My colleague Joan Stockbridge and I facilitate the Story Project at a homeless shelter for women, using journaling, biography, traditional folklore, and personal storytelling as tools for increased self-awareness and personal empowerment. Our students are in the fight of their lifetimes as they struggle with stories that have brought them to the brink. During an eight-week curriculum, they are asked to observe their past as story, identify their role and the roles of others in creating nonproductive patterns, and create a new narrative of power for a new life. They are undertaking a most courageous endeavor, and I am moved every time I am in the classroom.
One woman put her finger on the pulse of the issue in telling how she was sexually molested by her brother, beginning at age three and then regularly until she left home. “No matter what I do,” she said, “this rape, this incest is the center of my story.” She tried to go to school, but the memories of abuse interfered with her concentration. She tried to marry, but her intimate moments were reruns of assault. She tried to value herself but felt only the sensation of being discarded. In this story, the woman was her rape. She was her incest.
Through work and courage and listening to others’ stories, through the miracle of learning and transformation, this woman began to separate her trauma from herself. She reclaimed herself as a free protagonist in the story and demoted the rape and incest to circumstance, event, and plot. She relocated herself in the story. The incest was no longer the center; she was the center of the story. This was tremendously healing. She had moved from brittleness to resilience, no longer broken by her story but bending with it.

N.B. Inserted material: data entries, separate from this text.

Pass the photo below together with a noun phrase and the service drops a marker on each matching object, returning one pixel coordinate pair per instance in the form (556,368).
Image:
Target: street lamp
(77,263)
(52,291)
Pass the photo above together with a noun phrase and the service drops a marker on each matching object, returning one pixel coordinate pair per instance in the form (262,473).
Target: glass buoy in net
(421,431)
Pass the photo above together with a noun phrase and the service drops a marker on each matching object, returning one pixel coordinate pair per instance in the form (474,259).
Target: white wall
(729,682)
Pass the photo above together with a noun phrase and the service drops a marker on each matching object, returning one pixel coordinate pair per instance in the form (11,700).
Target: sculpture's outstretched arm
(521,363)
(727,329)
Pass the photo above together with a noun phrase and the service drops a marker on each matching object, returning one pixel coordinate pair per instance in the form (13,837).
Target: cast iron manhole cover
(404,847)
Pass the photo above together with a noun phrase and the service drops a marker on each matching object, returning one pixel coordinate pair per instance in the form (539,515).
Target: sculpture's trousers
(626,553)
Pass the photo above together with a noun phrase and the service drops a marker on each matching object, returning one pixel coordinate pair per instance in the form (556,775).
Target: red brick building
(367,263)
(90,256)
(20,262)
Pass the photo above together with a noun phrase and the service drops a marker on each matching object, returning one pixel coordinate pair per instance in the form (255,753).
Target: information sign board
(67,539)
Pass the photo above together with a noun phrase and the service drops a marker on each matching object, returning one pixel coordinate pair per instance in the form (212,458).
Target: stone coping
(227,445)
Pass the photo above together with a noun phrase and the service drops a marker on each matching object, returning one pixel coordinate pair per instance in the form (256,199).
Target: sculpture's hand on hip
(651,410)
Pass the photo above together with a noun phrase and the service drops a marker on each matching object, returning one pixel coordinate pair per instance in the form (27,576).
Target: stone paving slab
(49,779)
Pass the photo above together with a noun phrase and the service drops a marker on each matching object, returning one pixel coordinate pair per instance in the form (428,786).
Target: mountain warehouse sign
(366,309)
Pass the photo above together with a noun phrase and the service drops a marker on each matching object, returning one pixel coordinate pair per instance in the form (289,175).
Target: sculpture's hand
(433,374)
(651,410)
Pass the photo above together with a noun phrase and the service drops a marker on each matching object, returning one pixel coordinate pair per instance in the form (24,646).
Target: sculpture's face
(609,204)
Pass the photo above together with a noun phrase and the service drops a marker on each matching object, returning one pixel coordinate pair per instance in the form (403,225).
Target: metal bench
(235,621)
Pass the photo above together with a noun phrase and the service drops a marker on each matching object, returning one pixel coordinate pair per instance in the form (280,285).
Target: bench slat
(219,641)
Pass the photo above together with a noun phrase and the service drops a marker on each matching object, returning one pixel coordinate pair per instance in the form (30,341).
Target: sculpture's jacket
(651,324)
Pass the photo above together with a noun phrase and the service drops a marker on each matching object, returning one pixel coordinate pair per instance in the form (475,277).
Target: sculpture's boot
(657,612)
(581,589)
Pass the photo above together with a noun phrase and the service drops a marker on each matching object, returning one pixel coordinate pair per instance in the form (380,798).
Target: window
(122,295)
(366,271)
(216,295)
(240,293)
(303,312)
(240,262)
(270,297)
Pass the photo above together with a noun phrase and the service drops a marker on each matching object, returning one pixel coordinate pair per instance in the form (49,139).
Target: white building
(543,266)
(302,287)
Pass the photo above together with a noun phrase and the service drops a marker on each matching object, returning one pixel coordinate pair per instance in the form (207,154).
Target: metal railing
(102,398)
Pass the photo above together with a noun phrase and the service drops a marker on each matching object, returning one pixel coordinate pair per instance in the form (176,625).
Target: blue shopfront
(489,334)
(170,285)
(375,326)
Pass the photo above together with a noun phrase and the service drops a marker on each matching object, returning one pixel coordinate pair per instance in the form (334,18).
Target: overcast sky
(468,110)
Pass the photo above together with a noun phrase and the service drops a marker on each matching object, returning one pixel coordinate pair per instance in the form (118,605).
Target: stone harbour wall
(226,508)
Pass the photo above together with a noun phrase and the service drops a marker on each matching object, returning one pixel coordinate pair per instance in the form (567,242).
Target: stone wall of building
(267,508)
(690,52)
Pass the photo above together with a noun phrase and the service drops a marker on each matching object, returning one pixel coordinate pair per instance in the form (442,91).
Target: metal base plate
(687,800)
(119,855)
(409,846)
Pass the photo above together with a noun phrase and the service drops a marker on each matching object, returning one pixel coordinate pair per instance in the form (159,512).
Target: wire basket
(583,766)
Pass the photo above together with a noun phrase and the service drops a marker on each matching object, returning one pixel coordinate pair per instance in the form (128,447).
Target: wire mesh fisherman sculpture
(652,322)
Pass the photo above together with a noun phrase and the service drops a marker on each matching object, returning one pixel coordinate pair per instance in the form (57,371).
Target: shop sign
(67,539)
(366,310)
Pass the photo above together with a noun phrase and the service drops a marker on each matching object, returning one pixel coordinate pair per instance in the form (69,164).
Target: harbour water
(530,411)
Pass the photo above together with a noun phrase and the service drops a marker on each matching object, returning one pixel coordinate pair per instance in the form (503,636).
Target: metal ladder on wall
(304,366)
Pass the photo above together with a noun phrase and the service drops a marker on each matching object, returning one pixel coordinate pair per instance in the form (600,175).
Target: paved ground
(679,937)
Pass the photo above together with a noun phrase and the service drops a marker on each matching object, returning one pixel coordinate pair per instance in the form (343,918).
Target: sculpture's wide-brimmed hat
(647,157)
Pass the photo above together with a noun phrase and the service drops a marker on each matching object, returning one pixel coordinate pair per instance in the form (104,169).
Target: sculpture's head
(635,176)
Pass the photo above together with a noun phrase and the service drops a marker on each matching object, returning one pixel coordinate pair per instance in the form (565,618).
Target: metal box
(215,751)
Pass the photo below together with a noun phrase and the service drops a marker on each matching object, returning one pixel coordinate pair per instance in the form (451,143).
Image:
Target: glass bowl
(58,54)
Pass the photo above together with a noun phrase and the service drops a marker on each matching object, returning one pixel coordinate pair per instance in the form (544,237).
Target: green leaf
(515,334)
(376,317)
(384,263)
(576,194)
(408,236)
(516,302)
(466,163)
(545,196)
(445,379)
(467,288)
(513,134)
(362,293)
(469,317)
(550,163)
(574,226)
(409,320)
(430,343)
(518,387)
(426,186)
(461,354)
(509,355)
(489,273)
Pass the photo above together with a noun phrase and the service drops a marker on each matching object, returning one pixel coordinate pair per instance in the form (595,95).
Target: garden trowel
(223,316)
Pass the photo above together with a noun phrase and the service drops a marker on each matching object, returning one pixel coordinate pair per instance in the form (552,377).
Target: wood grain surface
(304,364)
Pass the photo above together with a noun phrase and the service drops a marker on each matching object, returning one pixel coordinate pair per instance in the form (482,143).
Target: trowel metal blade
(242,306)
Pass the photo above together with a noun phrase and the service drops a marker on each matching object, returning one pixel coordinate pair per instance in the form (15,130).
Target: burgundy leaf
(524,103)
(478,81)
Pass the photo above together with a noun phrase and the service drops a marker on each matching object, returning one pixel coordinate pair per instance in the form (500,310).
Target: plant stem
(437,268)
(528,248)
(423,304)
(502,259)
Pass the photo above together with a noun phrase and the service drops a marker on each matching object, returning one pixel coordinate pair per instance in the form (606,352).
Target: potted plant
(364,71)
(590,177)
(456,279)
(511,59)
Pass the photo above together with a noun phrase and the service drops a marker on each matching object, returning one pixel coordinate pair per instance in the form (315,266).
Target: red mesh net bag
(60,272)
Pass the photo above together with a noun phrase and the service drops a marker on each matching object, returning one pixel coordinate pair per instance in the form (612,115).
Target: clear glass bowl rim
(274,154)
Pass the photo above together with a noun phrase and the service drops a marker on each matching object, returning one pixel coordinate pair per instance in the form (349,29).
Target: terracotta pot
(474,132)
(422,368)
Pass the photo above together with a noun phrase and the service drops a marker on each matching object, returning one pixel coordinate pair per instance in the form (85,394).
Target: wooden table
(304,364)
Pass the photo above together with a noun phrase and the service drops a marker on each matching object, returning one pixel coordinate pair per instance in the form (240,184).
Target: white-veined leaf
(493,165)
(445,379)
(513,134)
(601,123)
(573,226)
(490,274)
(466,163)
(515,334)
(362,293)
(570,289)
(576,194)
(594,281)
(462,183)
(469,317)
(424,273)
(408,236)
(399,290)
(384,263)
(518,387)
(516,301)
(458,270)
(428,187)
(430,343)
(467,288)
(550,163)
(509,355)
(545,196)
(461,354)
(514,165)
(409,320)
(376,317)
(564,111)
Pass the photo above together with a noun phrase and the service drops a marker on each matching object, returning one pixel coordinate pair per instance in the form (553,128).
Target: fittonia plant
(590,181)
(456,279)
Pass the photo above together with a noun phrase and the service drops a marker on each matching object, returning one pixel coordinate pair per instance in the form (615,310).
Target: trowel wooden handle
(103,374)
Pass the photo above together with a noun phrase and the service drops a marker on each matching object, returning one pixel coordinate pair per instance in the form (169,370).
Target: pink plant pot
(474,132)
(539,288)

The empty pink baby book of my childhood could tell a story of maternal fatigue, even neglect. But I now understand that the opportunity to write my own story was an early gift. It was a chance to create a path that served me until it was no longer useful. And I learned early that my life continues to be a story that I write over and over again. Authoring my self through story has become my healing. It has made me whole and is a steadfast affirmation of faith and hope.